The sheriff sighed, stretched and went over to a shelf, from which he took a bundle of the articles in question. Turning slowly he looked at the puncher and handed them to him.
“I reckons they's all over this here town,” remarked Hopalong.
“They are, and you may never see Texas again.”
“So? Well, yu tell yore most particular friends that the job is worth five thousand, and that it will take so many to do it that when th' mazuma is divided up it won't buy a meal. There's only one man in this country tonight that can earn that money, an' that's me,” said the puncher. “An' I don't need it,” he added, smiling.
“But you are my prisoner—you are under arrest,” enlightened the sheriff, rolling another cigarette. The sheriff spoke as if asking a question. Never before had five hundred dollars been so close at hand and yet so unobtainable. It was like having a check-book but no bank account.
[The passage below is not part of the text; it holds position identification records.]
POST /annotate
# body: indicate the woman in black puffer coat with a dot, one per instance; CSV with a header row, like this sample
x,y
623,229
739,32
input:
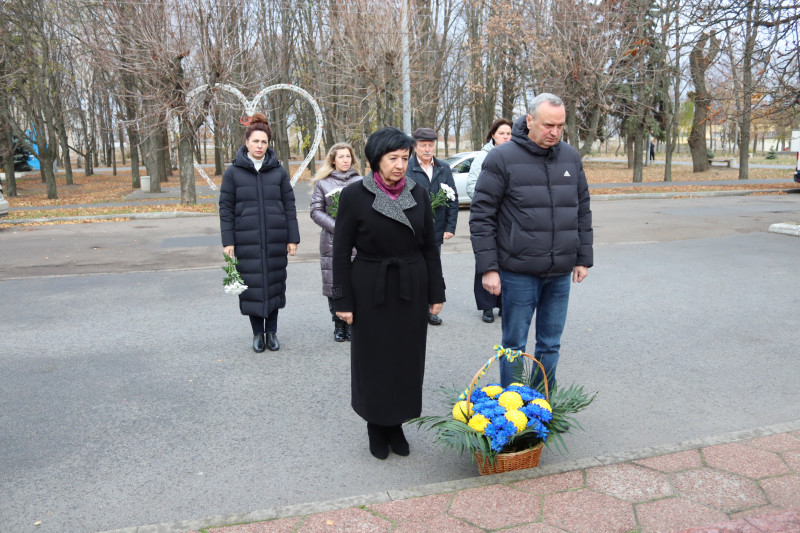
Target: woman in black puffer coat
x,y
258,222
335,173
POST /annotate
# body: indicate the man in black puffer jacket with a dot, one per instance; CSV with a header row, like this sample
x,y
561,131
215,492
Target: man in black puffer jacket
x,y
531,231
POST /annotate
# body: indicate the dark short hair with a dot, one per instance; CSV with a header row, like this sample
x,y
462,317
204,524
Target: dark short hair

“I'm shore sorry to treat yu mean,” remarked Hopalong, “but I was paid a month in advance an' I'll have to go back an' earn it.”
“You can—if you say that you will return,” replied the sheriff tentatively. The sheriff meant what he said and for the moment had forgotten that he was powerless and was not the one to make terms.
Hopalong was amazed and for a time his ideas of Mexicans staggered under the blow. Then he smiled sympathetically as he realized that he faced a white man.
“Never like to promise nothin',” he replied. “I might get plugged, or something might happen that wouldn't let me.” Then his face lighted up as a thought came to him. “Say, I'll cut di' cards with yu to see if I comes back or not.”
The sheriff leaned back and gazed at the cool youngster before him. A smile of satisfaction, partly at the self-reliance of his guest and partly at the novelty of his situation, spread over his face. He reached for a pack of Mexican cards and laughed. “Man! You're a cool one—I'll do it. What do you call?”